Будучи спонтанной, объективная случайность, однако, не свободна от причинной связи. Отчасти заимствованная у Энгельса, эта категория призвана примирить марксистскую и фрейдистскую модели детерминизма (AF 31). По этой причине Бретон вроде бы подчеркивает психический, или внутренний, аспект необходимости (такие формулировки, как «пароксизмы беспокойства» и «тревожные связи» [AF 28, 32], даже намекают на нездешнее), однако в итоге отводит привилегированную роль внешнему аспекту: «Случайность есть форма проявления внешней необходимости, пролагающей себе дорогу в человеческом бессознательном» (AF 31)[132]. Это определение, не полностью опровергающее традиционное представление о причинно-следственной связи, вновь выдает действие защитной проекции, благодаря которой бессознательное принуждение, ассоциируемое с реальным событием, видится вместо этого как реальное событие, вызывающее бессознательный эффект. (Эта проекция психического на внешний мир существенна и типична для сюрреализма: поэтому Эрнст ощущает себя пассивным «зрителем» собственных работ, а Бретон — «растерянным свидетелем» [Н 195] собственной жизни[133].) Подобно конвульсивной красоте, объективная случайность и есть эта «истерическая» неразличимость внутреннего импульса и внешнего знака; но, в отличие от конвульсивной красоты, объективная случайность указывает на механизм, лежащий в основе этой неразличимости, — на компульсивное повторение.
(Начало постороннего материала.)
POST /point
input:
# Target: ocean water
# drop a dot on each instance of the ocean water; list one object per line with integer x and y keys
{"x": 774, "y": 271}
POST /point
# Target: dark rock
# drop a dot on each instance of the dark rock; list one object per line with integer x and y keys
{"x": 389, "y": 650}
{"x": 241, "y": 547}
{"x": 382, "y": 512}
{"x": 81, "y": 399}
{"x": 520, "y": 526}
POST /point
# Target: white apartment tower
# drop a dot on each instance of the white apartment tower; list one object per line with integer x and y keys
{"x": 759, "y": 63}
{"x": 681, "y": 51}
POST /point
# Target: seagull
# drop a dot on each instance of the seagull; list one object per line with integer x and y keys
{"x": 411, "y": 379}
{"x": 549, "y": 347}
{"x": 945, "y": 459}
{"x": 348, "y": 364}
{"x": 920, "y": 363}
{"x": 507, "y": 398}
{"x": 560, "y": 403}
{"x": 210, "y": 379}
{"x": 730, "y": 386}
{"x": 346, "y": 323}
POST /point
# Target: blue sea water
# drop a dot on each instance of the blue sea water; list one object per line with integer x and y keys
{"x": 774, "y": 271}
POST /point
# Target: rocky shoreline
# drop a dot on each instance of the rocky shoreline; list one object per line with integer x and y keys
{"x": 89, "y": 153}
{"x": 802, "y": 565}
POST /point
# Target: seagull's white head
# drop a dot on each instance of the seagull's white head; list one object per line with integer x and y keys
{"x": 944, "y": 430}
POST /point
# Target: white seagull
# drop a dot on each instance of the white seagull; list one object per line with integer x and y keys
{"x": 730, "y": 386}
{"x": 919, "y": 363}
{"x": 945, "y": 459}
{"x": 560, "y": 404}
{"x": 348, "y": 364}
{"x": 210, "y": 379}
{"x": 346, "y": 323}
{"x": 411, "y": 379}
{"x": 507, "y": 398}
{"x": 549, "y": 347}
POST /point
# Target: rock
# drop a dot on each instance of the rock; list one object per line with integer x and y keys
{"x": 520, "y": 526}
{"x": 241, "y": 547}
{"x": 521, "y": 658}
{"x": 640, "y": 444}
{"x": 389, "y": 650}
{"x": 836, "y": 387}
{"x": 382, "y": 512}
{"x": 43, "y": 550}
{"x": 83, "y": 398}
В случае компульсивности, действующей в объективной случайности, субъект повторяет травматический опыт — реальный или фантазматический, экзогенный или эндогенный, — которого не помнит. Повторяет потому, что не может вспомнить: повторение происходит вследствие вытеснения, вместо воспоминания. Вот почему каждое повторение в объективной случайности кажется неожиданным и вместе с тем предопределенным, связанным с нынешними обстоятельствами и вместе с тем управляемым некой «демонической» силой[134]. Сюрреалисты из круга Бретона ощущали эту силу: она завораживала их, даже если они ей противостояли. И точно так же, как нездешнее рекодируется как чудесное, а жизнь, приостановленная в своем движении, сублимируется как конвульсивная красота, компульсивное повторение подвергается инверсии и предстает в виде объективной случайности: ее случаи воспринимаются как внешние «сигналы» (Н 194) будущих событий, а не как внутренние знаки прошлых состояний; тревога проецируется как знамение. Но пока это лишь гипотеза, которую мне предстоит проверить.
В трех главных романах Бретона, «Наде», «Сообщающихся сосудах» и «Безумной любви», предметы — «редкостные», места — «незнакомые», встречи — «неожиданные» (Н 194–195), но над всеми ними витает призрак повторения. То же и сам Бретон — вплоть до того, что он ощущает себя привидением. «Наверное, вся жизнь моя — иллюстрация в таком духе, и я приговорен возвращаться вспять, постоянно думая, что совершаю открытие; настойчиво постигать то, что должен был бы попросту узнавать; изучать заново ничтожную долю всего, что позабыл», — пишет он в самом начале «Нади» (Н 190). Такое вытеснение и возвращение структурируют объективную случайность как парадокс: серийное повторение уникальных встреч, управляемое не только компульсивностью, но также идентификацией и желанием. Становится трудно различить задействованные при этом типы повторения. С одной стороны, нарративами Бретона движет повторение в желании; с другой стороны, когда начинает ощущаться связь между желанием и смертью (в конце «Нади» и периодически в «Безумной любви»), эти нарративы разваливаются. Повествовательные конвульсии вызываются не чем иным, как этим психическим напряжением.